(by Yuliasman Chaniago
On May 1, 2026, dr. Myta Aprilia Azmy, a graduate of the Faculty of Medicine at Sriwijaya University, passed away in the ICU of Dr. Mohammad Hoesin General Hospital. Her oxygen saturation had dropped below 80 percent. She never lived to receive the certificate marking the completion of her medical internship program—the very gateway to her professional career.

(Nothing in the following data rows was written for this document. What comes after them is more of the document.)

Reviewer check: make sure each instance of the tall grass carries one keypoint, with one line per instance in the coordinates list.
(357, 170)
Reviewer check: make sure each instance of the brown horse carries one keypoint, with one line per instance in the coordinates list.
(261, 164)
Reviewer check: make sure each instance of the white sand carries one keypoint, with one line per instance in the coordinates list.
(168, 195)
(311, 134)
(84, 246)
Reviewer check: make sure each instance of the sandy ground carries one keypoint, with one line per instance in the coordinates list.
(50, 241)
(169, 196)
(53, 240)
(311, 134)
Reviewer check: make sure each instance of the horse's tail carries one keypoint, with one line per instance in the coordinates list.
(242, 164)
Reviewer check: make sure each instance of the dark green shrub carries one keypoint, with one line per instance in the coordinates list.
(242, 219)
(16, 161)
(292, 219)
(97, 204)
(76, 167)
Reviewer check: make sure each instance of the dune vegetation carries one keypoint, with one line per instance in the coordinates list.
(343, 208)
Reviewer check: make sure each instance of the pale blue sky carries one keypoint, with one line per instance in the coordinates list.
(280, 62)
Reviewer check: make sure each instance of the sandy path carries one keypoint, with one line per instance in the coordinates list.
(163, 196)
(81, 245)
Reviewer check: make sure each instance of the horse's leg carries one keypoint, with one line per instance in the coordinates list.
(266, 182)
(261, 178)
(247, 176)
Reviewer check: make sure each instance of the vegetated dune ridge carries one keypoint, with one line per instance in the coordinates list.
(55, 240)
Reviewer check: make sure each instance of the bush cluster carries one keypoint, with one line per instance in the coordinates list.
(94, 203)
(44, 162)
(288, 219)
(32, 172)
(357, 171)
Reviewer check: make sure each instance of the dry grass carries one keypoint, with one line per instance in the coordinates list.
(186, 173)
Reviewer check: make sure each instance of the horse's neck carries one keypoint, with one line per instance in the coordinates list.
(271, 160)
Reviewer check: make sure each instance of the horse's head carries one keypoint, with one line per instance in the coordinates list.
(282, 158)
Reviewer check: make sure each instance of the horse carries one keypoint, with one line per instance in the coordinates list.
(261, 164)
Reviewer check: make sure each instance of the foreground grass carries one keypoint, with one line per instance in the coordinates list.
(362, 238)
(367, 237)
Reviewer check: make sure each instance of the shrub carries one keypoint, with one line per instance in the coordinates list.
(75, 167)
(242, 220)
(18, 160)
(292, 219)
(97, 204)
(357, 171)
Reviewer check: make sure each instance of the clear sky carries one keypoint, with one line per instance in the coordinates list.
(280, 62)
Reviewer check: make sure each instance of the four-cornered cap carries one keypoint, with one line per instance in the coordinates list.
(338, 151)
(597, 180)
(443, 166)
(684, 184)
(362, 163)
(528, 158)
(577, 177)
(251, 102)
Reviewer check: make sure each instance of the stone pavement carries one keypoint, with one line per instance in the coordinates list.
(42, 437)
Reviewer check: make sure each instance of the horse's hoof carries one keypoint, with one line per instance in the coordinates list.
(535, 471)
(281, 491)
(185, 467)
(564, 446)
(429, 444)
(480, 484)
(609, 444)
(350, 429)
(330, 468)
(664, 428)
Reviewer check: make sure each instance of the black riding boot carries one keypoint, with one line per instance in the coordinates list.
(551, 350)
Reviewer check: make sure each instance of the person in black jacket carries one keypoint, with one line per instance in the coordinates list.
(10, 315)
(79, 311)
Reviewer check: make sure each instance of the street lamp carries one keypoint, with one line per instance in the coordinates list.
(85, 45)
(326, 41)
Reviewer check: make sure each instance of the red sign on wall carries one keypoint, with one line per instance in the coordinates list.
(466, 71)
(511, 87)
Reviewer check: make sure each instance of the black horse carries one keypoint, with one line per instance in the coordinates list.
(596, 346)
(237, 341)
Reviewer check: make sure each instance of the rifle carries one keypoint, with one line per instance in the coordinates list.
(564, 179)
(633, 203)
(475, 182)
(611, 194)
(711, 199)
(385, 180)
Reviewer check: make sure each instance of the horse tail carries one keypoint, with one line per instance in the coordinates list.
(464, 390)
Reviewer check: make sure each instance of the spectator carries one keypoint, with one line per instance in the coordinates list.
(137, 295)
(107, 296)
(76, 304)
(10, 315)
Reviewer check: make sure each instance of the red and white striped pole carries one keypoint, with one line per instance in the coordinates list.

For weeks, she had been working shifts in the emergency department of a regional hospital in Kuala Tungkal, Jambi, despite suffering from fever, coughing, and shortness of breath. She concealed her worsening condition from her supervising physicians, fearing she would burden her colleagues and risk an extension of her internship period.
dr. Myta’s story is not merely a personal tragedy. It is the intersection point of multiple systemic failures that have long been embedded within Indonesia’s healthcare governance. When the Indonesian Medical Association reported that at least four internship doctors had died since the beginning of 2026, and when the public discovered that Ministerial Regulation No. 13 of 2025 contained no clause limiting working hours, the issue ceased to be about individual negligence. The real question became: how deep does this governance failure run?
Governance Failure: Regulations on Paper, Breakdown in Reality
In public-sector governance frameworks, the International Federation of Accountants defines good governance as a system that ensures accountability, transparency, integrity, leadership, and responsible stewardship toward stakeholders. Measured against these standards, Indonesia’s Medical Internship Program (PIDI) exhibits severe deficits across nearly every dimension.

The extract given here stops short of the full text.